Als wir uns nach einer Weile etwas genauer umsahen, erblickten wir auf der Landspitze neben dem Feuerturm ein einzelnes Haus. Wir schritten darauf zu und fanden darin den Feuerinspektor, seine Frau und zwei zur Unterhaltung des Feuers erforderliche Knechte. Erschöpft von den Anstrengungen und niedergedrückt von Kummer und Sorge, sank ich gleich nach der ersten Begrüßung auf das Bett und verfiel in ein halbwaches Brüten.
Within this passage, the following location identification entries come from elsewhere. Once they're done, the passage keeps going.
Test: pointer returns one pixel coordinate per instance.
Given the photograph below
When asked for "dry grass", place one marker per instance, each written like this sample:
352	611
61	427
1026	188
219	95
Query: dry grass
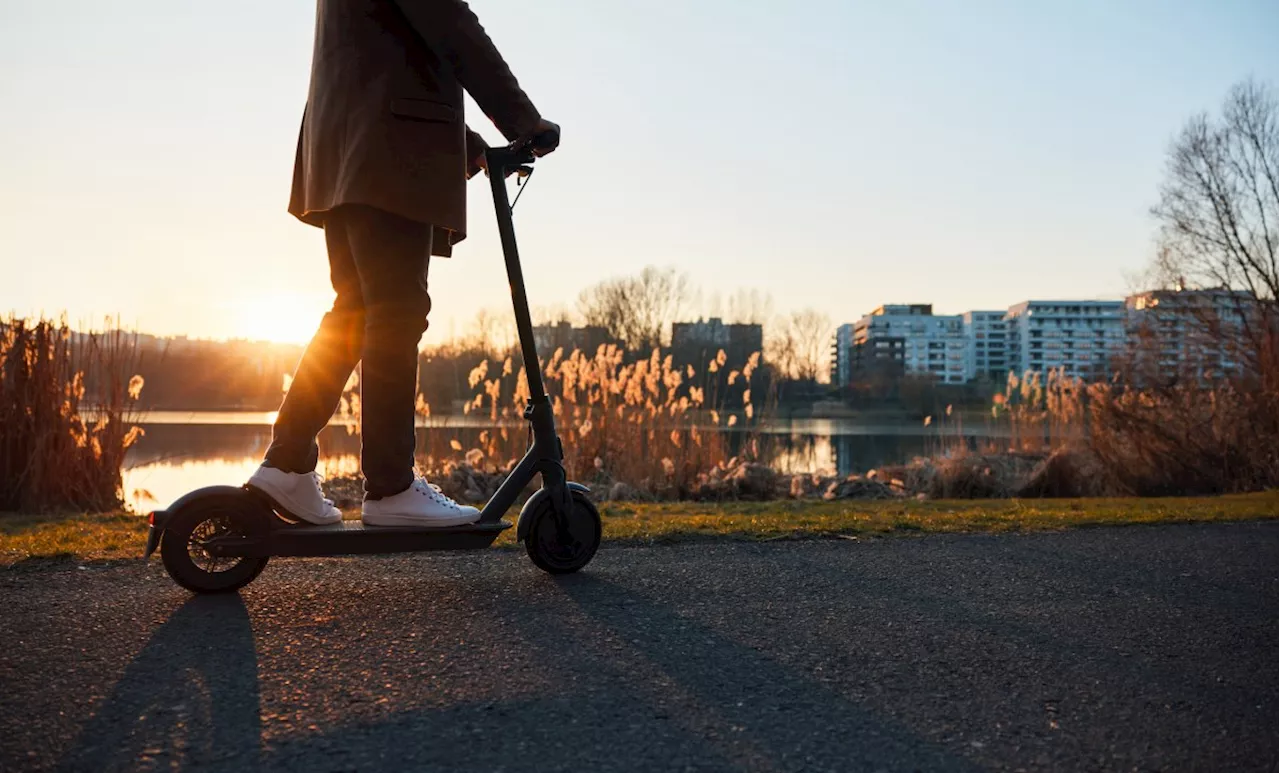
627	421
65	416
122	536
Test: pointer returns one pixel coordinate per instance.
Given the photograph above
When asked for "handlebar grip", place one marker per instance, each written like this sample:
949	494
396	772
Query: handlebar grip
544	142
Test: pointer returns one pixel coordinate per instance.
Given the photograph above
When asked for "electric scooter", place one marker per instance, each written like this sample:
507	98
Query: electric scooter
218	539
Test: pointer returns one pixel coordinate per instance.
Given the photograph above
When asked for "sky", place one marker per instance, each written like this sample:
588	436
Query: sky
836	155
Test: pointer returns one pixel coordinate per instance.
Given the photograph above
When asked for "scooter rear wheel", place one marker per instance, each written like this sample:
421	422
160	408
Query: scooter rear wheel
563	548
191	565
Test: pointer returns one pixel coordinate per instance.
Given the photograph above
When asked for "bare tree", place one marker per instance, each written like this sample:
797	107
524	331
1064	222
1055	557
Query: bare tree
638	310
800	346
1220	207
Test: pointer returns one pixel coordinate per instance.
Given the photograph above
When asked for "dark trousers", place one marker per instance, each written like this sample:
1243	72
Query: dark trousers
378	265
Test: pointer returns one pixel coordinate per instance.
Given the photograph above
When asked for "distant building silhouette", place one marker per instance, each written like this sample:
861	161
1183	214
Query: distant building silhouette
563	335
696	343
1082	338
986	344
901	338
1188	333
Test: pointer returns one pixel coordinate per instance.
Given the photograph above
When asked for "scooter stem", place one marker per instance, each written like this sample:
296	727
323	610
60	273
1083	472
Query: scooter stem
498	161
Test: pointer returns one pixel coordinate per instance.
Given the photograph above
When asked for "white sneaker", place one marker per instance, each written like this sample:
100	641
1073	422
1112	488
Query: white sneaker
423	504
297	494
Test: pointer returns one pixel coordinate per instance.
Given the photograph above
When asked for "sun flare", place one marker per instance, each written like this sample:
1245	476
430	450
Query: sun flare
278	316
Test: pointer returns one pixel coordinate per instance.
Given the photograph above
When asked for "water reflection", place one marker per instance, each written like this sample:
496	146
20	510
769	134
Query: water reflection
186	451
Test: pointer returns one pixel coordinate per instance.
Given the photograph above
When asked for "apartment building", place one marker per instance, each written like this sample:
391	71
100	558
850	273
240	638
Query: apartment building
1187	333
1079	337
986	346
908	338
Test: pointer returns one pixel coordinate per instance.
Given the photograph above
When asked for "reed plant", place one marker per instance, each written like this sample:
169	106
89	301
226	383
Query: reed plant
67	415
643	421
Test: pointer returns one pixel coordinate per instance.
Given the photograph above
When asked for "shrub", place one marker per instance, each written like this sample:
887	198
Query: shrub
65	416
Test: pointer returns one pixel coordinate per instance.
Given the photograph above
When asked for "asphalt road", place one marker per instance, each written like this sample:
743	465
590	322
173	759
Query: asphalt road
1142	648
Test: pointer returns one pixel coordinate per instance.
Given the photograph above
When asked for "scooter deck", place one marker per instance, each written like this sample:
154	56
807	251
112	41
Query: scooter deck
352	538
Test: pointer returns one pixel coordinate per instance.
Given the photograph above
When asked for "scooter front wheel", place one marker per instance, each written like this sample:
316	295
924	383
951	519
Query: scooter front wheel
191	565
565	545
Nachdem wir uns hier bei unsern freundlichen Gastgebern von unsern schweren Mühseligkeiten erholt hatten, war es hohe Zeit, weiterzumarschieren. Auf dem östlichen Teil der Insel, wo sie am breitesten ist, lag das einzige hier vorhandene Fischerdörfchen, dem ein Schulze vorstand. Er stellte uns dann auch ein Fahrzeug mit ausreichendem Proviant zur Verfügung, mit dem wir am 18. Mai Helsingör erreichten.

Um die Zahlung der Assekuranz zu sichern, schrieb ich hier vor Gericht sofort eine eidliche Erklärung über den Hergang unseres Unglücks nieder. Meine Leute empfingen ihre Löhnung, die ihnen nach den Seerechten gebührt. Da wir aus verschiedenen Nationen stammten, gingen wir nach allen Himmelsrichtungen auseinander.